The transit agency asked a federal judge late Monday to ensure the battle over the Manhattan tolling scheme stays in the courts — and doesn’t move to the streets, as Trump’s Transportation Secretary Sean Duffy has thrice threatened.

Gov. Kathy Hochul and MTA CEO Janno Lieber ride the city’s subway on May 1, 2025. Matthew McDermott

Duffy should be barred from making good on his “patently unlawful” move to “avoid the judicial process,” and end the program through threats of “unlawful retribution” if the state fails to comply with his constantly-shifting deadlines, lawyers for the MTA wrote in a court filing.

The motion, filed by the MTA and the city Department of Transportation, asks the judge to issue a preliminary injunction blocking Duffy’s efforts to kill congestion pricing and his threats that the feds will withhold funding and approvals for roadway construction projects.

“With no serious defense on the merits,” MTA lawyer Roberta Kaplan wrote, “the Administration has now resorted to what seems to be its modus operandi: attempting to improperly leverage federal funding in order to coerce compliance with its wishes, rather than defend the legality of its propositions in court.”

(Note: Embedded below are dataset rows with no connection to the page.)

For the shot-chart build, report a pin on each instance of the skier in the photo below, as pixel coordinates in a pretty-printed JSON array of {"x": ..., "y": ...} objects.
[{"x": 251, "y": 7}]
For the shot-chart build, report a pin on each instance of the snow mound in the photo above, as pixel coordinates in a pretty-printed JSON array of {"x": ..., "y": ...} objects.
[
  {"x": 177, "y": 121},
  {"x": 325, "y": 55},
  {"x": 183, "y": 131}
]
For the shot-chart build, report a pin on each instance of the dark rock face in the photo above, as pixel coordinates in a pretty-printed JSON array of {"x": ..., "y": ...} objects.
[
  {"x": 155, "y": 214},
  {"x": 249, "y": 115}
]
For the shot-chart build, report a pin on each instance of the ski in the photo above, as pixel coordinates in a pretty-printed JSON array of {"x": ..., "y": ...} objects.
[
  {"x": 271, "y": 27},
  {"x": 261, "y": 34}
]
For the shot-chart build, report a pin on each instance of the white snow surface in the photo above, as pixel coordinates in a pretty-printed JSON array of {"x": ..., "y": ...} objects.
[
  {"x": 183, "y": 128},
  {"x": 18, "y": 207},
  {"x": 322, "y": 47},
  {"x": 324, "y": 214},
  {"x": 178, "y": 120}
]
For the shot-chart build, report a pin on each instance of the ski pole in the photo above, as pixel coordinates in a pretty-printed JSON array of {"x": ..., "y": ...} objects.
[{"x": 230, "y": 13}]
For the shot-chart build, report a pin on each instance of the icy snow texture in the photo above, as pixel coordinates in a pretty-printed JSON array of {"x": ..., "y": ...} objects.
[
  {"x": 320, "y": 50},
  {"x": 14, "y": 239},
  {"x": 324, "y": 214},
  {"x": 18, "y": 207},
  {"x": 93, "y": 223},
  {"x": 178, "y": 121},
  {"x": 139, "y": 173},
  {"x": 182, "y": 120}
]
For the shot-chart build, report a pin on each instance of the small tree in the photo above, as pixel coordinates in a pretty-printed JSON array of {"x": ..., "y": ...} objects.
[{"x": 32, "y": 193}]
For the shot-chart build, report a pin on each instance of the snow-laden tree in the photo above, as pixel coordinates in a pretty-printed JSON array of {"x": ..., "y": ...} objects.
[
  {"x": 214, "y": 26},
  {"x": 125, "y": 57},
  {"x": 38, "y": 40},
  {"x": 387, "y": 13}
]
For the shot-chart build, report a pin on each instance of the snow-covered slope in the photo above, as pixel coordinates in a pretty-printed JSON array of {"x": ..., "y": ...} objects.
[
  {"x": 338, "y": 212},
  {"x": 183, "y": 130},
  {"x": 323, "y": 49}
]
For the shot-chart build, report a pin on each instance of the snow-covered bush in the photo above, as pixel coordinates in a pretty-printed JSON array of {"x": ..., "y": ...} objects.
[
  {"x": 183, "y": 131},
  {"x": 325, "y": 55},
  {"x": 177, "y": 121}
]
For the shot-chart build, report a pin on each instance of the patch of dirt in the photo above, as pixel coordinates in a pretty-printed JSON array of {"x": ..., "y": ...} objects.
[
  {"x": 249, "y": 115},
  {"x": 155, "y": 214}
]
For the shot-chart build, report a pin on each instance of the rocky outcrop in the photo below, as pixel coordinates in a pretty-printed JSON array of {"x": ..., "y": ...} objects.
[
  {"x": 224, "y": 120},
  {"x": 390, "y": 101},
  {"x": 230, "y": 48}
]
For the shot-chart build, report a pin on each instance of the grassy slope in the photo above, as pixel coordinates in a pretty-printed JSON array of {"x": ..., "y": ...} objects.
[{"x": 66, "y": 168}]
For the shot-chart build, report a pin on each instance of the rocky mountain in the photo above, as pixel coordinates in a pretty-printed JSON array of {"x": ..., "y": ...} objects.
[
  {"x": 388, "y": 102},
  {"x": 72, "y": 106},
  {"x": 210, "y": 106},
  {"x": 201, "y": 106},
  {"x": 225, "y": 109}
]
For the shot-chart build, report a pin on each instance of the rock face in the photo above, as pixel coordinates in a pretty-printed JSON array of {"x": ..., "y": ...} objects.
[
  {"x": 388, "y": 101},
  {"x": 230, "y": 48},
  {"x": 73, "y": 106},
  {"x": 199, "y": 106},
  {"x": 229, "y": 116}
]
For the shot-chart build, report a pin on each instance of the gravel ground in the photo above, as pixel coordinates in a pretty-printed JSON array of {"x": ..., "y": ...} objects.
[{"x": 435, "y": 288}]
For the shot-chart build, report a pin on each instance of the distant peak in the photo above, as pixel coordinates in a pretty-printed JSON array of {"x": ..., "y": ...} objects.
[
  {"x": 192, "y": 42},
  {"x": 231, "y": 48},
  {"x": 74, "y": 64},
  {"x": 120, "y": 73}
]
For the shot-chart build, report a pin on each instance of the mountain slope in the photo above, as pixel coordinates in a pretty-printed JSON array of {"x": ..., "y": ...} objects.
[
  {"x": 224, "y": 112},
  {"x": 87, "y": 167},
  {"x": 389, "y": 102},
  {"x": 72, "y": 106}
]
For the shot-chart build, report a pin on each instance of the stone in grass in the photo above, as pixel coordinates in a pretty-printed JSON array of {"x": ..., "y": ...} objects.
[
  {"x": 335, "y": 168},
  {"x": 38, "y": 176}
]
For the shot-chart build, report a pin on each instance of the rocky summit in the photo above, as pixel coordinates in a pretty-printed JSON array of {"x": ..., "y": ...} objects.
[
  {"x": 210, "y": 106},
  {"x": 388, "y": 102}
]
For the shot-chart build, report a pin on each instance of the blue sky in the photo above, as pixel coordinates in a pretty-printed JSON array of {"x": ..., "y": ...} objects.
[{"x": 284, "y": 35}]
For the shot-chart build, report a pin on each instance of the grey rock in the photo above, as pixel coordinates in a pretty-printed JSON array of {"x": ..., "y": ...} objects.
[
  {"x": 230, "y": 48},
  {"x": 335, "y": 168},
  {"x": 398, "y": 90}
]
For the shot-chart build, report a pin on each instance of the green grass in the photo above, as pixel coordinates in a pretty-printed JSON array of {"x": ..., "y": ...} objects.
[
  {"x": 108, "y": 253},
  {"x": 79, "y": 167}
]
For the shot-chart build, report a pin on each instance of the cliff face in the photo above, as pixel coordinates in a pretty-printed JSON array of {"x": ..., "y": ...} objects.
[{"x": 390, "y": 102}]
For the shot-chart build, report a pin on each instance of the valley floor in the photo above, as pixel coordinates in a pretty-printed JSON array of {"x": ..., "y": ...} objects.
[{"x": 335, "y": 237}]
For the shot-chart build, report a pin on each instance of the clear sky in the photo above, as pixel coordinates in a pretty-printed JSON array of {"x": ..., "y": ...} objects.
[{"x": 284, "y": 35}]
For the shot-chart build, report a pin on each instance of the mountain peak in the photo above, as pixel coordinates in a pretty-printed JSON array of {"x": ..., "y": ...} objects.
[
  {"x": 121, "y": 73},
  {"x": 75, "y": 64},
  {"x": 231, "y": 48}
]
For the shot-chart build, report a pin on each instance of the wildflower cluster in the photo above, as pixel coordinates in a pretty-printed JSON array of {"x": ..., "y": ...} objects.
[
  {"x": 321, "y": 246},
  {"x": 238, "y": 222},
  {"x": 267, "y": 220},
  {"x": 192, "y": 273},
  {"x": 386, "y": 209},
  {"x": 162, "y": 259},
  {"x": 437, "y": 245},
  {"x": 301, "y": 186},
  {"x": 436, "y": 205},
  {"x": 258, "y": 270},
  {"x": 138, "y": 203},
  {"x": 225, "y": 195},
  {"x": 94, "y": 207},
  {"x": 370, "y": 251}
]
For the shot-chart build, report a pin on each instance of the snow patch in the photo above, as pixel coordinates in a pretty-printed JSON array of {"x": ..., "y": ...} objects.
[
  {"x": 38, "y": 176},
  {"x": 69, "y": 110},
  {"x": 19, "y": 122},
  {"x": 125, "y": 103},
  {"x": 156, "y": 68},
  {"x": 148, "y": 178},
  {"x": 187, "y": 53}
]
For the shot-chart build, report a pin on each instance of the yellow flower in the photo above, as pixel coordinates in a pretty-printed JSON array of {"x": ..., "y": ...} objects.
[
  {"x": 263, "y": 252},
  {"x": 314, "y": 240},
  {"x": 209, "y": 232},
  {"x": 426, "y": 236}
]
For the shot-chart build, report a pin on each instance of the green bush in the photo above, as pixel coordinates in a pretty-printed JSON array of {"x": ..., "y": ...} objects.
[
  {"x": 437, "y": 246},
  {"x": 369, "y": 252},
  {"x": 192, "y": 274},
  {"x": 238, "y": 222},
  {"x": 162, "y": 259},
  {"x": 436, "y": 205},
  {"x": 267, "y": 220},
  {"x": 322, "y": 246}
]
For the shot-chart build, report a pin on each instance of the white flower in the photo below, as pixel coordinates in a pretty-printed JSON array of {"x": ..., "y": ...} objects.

The MTA argued a preliminary injunction was needed because, if Duffy were to make good on his “coercive” threats to withhold all sorts of federal transportation funding to the state, it “would have immediate and harmful implications.”

“The threatened measures will undeniably cause irreparable harm,” Kaplan wrote to Manhattan federal court Judge Lewis Liman.

The MTA lawyers warn that a stop to congestion pricing would lead to a loss of $50,000,000 per month in revenue. Christopher Sadowski

“That is the point: Defendants acknowledge that they seek to coerce compliance with their lawless demands by threatening the funding of other public projects,” the MTA lawyers wrote.

“On the other hand, capitulating to Defendants’ demands would be just as devastating,” they added, citing the loss of roughly $50 million in monthly revenue from congestion pricing to support public transit.

In papers filed with the motion, Kaplan also claimed Duffy’s first congestion pricing kill letter sent on Feb. 19 to the MTA and Gov. Kathy Hochul “rests on pretextual and borderline frivolous legal arguments, to which the Court owes no deference.”

Duffy’s claim that the scheme is illegal since it doesn’t allow for New Jersey drivers to use a toll-free route, “defies belief,” she wrote, since the transportation boss is also a Garden State resident — presumably well-aware of the numerous Hudson crossings.

To drive a toll-free route — even before congestion pricing — would “add approximately 300 miles to New Jersey drivers’ commutes, considering that the closest un-tolled Hudson River crossing is in Albany,” Kaplan wrote.

“In short, Defendants are making it up as they go along,” the papers said, “the definition of arbitrary and capricious decision making.”

Transportation Secretary Sean Duffy has been working to get the program shut down. Getty Images

The federal DOT did not immediately comment.

According to an internal memo erroneously uploaded by federal attorneys last month, even the government lawyers tasked with fulfilling Duffy’s demands agreed that his current legal strategy was “very unlikely” to succeed. 

Just hours after the mistaken disclosure, the DOT removed the Manhattan lawyers from the case, after a spokesperson accused them of leaking the document, and replaced them with attorneys from the Department of Justice’s Civil Division.

Since sending his first letter giving Hochul 30 days to cease the toll — or else — Duffy has issued two new deadlines without taking his threatened retaliatory action. 

The current deadline for the MTA to stop collecting the tolls — which charge drivers $9 to enter Manhattan below 60th Street — is May 28.

Hochul and MTA CEO Janno Lieber have insisted that the tolling cameras will stay on despite Duffy’s deadline.